This is an advance summary of a forthcoming article in the Oxford Research Encyclopedia of Natural Hazard Science. Please check back later for the full article.
Rock avalanches are very large (> 1 million cubic meters) landslides from rock slopes, which can travel much farther across the landscape than smaller events; the larger the avalanche, the greater the excess travel distance. Rock avalanches first became prominent in Switzerland in the 1800s, when the Elm and Goldau events killed people a surprisingly long way from the origin of the landslide; these events first posed the “long-runout rock-avalanche” problem. In essence, the long runout of these events appears to require low friction beneath and within the moving rock mass in order to explain their extremely long deposits; but in spite of recently intense research, this low friction still lacks a generally accepted explanation. Large collapses of volcano edifices can also generate rock avalanches that travel very long distances, albeit with a different runout-volume relationship to that of non-volcanic events. Compounding the puzzle is the presence of long-runout deposits not just on land, but also beneath the sea and on the surfaces of Mars and the Moon.
Numerous studies of rock avalanches have yielded some consistencies of material and behavior, for example, that little or no mixing of material occurs within the moving debris mass during runout; that the deposit material beneath a meter-scale surface layer is pervasively and intensely fragmented, with fragments down to sub-micron size; that many of these fragments are themselves agglomerates of even finer particles; that throughout the travel of a rock avalanche, large volumes of fine dust are produced; that rock avalanche surfaces are typically hummocky at a range of scales; and that there are definite trends in plots of runout distance against volume from rock avalanches in different environments.
Since rock avalanches can travel tens of kilometers from their source, they pose severe, if low-probability, direct hazards to societal assets in mountain valleys. Compounding this is their effect in the triggering of extensive and long-duration geomorphic hazard cascades.
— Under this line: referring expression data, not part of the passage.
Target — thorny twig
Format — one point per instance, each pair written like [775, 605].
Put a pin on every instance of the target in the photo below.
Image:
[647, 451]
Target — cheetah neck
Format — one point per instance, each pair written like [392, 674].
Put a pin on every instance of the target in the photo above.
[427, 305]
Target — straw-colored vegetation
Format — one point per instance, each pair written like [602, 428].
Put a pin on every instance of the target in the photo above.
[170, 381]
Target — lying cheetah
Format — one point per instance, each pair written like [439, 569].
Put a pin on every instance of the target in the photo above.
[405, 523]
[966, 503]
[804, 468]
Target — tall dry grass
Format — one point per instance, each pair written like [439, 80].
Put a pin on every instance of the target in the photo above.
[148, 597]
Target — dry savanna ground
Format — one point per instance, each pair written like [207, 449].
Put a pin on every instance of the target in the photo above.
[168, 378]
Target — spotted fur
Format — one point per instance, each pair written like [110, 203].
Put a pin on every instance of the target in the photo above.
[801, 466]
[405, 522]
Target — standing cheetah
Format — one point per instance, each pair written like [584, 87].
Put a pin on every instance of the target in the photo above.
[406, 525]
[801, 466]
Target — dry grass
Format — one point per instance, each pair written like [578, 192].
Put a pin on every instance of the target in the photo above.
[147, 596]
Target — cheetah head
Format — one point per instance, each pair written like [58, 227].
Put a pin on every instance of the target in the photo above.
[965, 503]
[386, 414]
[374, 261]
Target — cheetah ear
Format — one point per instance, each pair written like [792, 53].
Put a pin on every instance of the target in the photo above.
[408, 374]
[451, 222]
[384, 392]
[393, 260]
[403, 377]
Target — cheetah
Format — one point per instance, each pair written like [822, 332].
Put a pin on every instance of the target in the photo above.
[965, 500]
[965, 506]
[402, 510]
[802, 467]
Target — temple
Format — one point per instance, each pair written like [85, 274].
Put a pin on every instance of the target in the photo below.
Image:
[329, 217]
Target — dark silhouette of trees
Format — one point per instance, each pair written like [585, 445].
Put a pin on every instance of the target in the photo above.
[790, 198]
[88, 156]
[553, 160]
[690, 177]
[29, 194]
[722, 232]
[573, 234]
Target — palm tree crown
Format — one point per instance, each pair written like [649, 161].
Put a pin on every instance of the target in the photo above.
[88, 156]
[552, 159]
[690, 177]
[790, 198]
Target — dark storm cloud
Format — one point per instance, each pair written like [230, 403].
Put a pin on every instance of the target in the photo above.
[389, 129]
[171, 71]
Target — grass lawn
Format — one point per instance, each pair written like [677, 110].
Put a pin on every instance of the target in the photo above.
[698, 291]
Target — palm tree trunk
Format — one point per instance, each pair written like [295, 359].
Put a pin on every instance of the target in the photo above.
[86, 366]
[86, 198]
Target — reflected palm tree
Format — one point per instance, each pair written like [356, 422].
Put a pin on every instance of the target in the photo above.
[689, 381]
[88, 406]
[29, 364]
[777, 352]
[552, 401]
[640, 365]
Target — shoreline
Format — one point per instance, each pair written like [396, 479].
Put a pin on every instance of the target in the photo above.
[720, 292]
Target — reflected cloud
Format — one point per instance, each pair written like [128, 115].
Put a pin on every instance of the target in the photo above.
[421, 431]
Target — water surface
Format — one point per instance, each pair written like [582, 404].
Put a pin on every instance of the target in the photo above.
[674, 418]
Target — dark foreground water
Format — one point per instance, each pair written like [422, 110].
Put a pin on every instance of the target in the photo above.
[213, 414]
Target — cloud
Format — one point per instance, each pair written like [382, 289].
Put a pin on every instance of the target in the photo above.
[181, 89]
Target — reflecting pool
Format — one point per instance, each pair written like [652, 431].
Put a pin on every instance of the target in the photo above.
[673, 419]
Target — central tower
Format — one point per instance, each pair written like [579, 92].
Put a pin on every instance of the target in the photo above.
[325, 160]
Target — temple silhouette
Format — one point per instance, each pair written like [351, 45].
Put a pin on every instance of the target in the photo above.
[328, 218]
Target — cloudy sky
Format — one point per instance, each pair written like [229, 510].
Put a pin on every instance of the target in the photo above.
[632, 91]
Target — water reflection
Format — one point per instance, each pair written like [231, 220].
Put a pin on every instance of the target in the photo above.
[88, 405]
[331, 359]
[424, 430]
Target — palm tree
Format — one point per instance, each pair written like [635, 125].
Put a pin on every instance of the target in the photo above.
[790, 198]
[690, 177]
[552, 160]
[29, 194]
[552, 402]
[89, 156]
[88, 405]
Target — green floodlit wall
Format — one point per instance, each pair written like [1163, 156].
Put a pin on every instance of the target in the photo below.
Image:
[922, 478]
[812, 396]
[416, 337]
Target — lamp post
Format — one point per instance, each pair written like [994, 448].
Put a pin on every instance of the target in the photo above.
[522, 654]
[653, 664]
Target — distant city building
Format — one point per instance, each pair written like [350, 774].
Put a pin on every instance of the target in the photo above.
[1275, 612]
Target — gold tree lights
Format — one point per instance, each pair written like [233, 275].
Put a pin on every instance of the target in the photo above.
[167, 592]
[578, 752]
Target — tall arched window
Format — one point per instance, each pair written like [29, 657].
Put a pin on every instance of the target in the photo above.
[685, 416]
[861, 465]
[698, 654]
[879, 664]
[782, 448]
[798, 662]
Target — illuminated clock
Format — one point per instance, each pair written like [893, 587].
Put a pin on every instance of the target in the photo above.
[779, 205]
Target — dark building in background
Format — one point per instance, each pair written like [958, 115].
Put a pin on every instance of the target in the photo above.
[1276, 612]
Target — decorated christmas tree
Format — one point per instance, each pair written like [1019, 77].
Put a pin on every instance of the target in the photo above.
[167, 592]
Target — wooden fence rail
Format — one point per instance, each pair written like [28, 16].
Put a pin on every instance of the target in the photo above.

Although large rock avalanches are rare, magnitude-frequency studies show that the proportion of total volume involved in large events is greater than the proportion in small events, so that a large proportion of the total sediment generated in mountains by uplift and denudation originates in large rock avalanches. Consequently, large rock avalanches exert a significant influence on mountain geomorphology by, for example, blocking rivers and forming landslide dams; these either fail, causing large dambreak floods and intense, long-duration aggradation episodes to propagate down river systems; or remain intact to infill with sediment and form large valley flats. Rock avalanches that fall onto glaciers often result in large terminal moraines being formed as debris accumulates at the glacier terminus, and these moraines may have no relation to any climatic change. In addition, misinterpretation of rock avalanche deposits as moraines can cause serious underestimation of hazard risk and misinterpretation of paleoclimate; for example, a deposit 28 km long in Kyrgyzstan was originally thought to be of glacial origin, but it is now known to be a rock avalanche caused by coseismic failure of a mountain slope.
Rock avalanche runout behavior poses truly fundamental scientific questions, and rock avalanches have important effects on a wide range of geomorphic processes. Better understanding of these awesome events is crucial for both geoscientific progress and for reducing impacts of future disasters.